Notably, the Federal Circuit's decision declared that even a short, isolated DNA molecule such as 'ACGT' is different from the 'NNNNN-ACGT-NNNNN' present within a chromosome (AMP v. Myriad, Federal Circuit 2012), because it will not be connected to a sugar via a phosphodiester bond and will have a hydroxyl group instead of a bond to a phosphate (Figure 2). Thus, even a 15 nucleotide fragment of DNA in Claim #6 from Patent '282 is claimed to be 'markedly different'. However, we observe that the Court's ruling is overly broad for at least three reasons. First, it relies on the sequences having chemical features and side-chains that are not actually present in the patents (Figure 2): the claims are for a linear series of nucleotides, not a specific chemical structure. Second, if allowed to be so broad, these claims could also create a monopoly on all epigenetic and chemical variations of these sequences. Third, and perhaps most importantly, the non-specificity of 15mer sequences creates unclear infringement liability that has been even noted by the Court. Specifically, Judge Bryson declared that claim 6 'is so broad that it includes products of nature (the BRCA1 exons) and portions of other genes. ... The other claim to a short segment of DNA, claim 5 of the '282 patent, is breathtakingly broad' (AMP v. Myriad, Federal Circuit 2012). To date, however, there has not been a genome-wide analysis of the uniqueness of 15mer sequences in patented genes.

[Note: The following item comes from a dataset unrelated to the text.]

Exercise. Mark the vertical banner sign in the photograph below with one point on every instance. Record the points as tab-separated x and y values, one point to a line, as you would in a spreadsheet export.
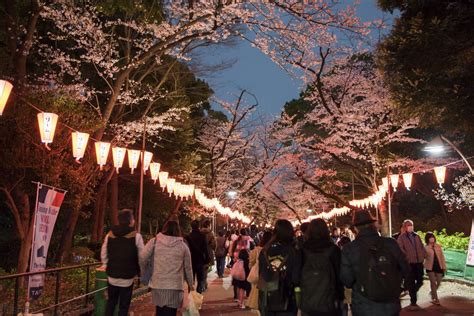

Establishing the uniqueness of gene patents in DNA and cDNA could potentially have a large impact on the interpretation of these patents [7, 8]. Previous work has examined Claim #5 with respect to other cDNAs on one chromosome (Chr1), and used these data to estimate that 15 infringing 15mers might exist for any cDNA [9]. However, these studies compared the likely uniqueness of cDNAs on the basis of an average degeneracy of the genetic code, leaving open the issue of exact DNA matches in the coding regions of genes and the genome. Also, a first estimate, made in 2005, calculated that 18% of human genes were patented [10], but many new DNA patents have emerged since (Figure 1). These results have been challenged in recent work [8], which has demonstrated that some gene patents for genetic sequences do not contain the DNA fragments within the actual claims. Thus, we sought to examine the current landscape of gene patents using empirical, exact matches to known genes that were confirmed to be present in patent claims, ranging from sequences of 15 nucleotides (15mers) to the full lengths of all patented DNA fragments.